JEFFERSON CITY, Mo. (AP) — The next president of the University of Missouri's four-campus system, Mun Y. Choi, said Wednesday that student and faculty opinions "matter greatly" to him and talking openly about issues can help prevent protests like ones last year over racial matters on the Columbia campus.
The announcement about University of Connecticut Provost Choi's appointment in Missouri came nearly a year after his predecessor stepped down amid turmoil in Columbia.
Choi told reporters in Jefferson City that he read a list of demands from Concerned Student 1950, a group of students who led protests at the Columbia campus.
"The voices of faculty, students and staff — the true heart and soul of the institution — matter greatly to me," Choi said. "I will be meeting but, more importantly, listening to their perspective, their history and the programs that mean a great deal to them."
Choi, who starts March 1, also emphasized setting goals for the university system's future with help from elected officials, the business community and other stakeholders. Outgoing Democratic Gov. Jay Nixon, who met Wednesday with Choi, said in a statement that he's a "great choice at a key time" for the system.
The Columbia community is still grappling with some of the racial tensions that led to the resignations in November 2015 of President Tim Wolfe and Columbia Chancellor R. Bowen Loftin. Mike Middleton has been serving as interim president.
They stepped down amid nationally watched student protests over what some saw as administrators' indifference to racism and other issues on the Columbia campus. One student went on a hunger strike, and some members of the school's football team threatened to strike if the administration did not respond to students' complaints.
In September, the campus temporarily suspended a fraternity over accusations of racial slurs directed toward black students. The incident is under investigation.

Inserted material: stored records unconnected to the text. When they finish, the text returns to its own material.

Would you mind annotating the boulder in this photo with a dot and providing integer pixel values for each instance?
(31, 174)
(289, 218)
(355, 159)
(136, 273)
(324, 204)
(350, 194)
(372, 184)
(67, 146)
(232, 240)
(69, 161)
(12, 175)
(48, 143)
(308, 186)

Also ongoing is a court battle with Columbia graduate students seeking to unionize and a bruised relationship with state lawmakers who have questioned how university leadership dealt with protests.
Some lawmakers called for a tougher response to a former assistant professor's run-in with student journalists during protests, as well as football players' threats to strike.
The Board of Curators in February fired Melissa Click, who in a videotaped confrontation called for "some muscle" to remove a student videographer from the protest area last year. That was after more than 100 lawmakers, mostly Republican, called for her ouster.
When asked about Click, Choi called for a balance between free speech and "appropriate ways to communicate." He said he needs more information about efforts to unionize, but described graduate students as the "lifeblood" of research universities.
Responding to a question about strikes by student athletes, Choi said they have "every right as any other member of the university community to voice their concerns."
He said issues that drew national attention last fall at the Columbia campus are not unique to that school or to Missouri and can be largely avoided with dialogue. He said it's important for top leaders to "give a strong commitment" that they want to help solve problems.
His appointment could mean a new start with lawmakers, who return to the Capitol in January.
Republican House Speaker Todd Richardson said in a statement that he's looking forward to working with Choi to "help make our state's flagship university everything it can and should be." Republican Senate President Pro Tem Ron Richard said most of the senators "are willing to give the university a second look" and want to wait and see what decisions Choi makes.
Choi, 52, started working at the University of Connecticut in 2008, as dean of engineering and professor of mechanical engineering. He has been provost since 2012.
Before he joined the school, he was department head of mechanical engineering and associate dean for research at Drexel University. From 1994 to 2000, he was a faculty member in the mechanical engineering department at the University of Illinois.
He earned his master's degree and doctorate in mechanical and aerospace engineering from Princeton University.